I don’t want my kids to “be happy.” It’s not my goal. There, I said it. It’s not a statement I make lightly. It’s one I have ruminated on for years and especially recently, on Mother’s Day, as I reflected on my role and purpose as a mom.
It’s not that I have anything against being happy. Happiness is fantastic — I enjoy those moments, reflect on those memories, and hope that happy days will arrive more often than sad ones, especially for my children. The problem I have with happiness is that it’s often the result of happenings — circumstances, environment, relationships. And it’s almost always temporary. This became obvious as I raised my kids and discovered that I actually had the power to “make my kids happy.” I remember tantrums in the grocery store would be instantly soothed with a trip to the candy aisle, sleepovers approved at the last-minute filled the basement with squeals of excitement, and car keys brought smiles and confidence — until the first accident, that is. I was not happy, Dad was not happy, our son was not happy, and the owners of the tree he took out — you guessed it, not happy (albeit gracious).
Seeking a deeper understanding of happiness, I was thrilled to discover a book titled, “Happy — Secrets to Happiness from the Cultures of the World.” Secrets? Perfect. Surely there will be some answers — these even span the globe! Excited, I flipped to the pages highlighting the secrets of happiness in the United States and discovered three: “Count Your Blessings,” “Test Your Limits to Transcend Your Self,” “and Carpe Diem.” In other words, be thankful, be challenged, and live for the moment (or, at least, attend a Mardi Gras party).
It’s not that there’s anything wrong with these things or the remaining ideas in the happy book, it’s just that I believe there’s more. As I skimmed the pages, I wondered what mine would be. If I were asked to be a contributor to this book or write my own, what would my secrets be?

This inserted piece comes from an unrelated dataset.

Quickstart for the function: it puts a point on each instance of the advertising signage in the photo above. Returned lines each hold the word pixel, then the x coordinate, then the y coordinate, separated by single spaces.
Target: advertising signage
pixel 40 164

I would begin with a focus, not on being happy but on being healthy — physically, mentally, emotionally, and spiritually. And as a Christian, my ultimate goal would reach beyond this world to a more eternal perspective — to move from healthy to holy.
Happiness is just not enough. It will not endure the storms of life to provide an anchor, a hope, a path. Holiness is so much deeper, with an internal impact bearing not only immediate fulfillment but lasting fruit, not only happiness but “love, joy, peace, patience, kindness, goodness, faithfulness, gentleness, and self-control.” (Galatians 5:22-23)
Holiness is my goal and my hope for my children. Maybe I’ll write that book one day — Secrets to Holiness.
Actually, it’s already been written.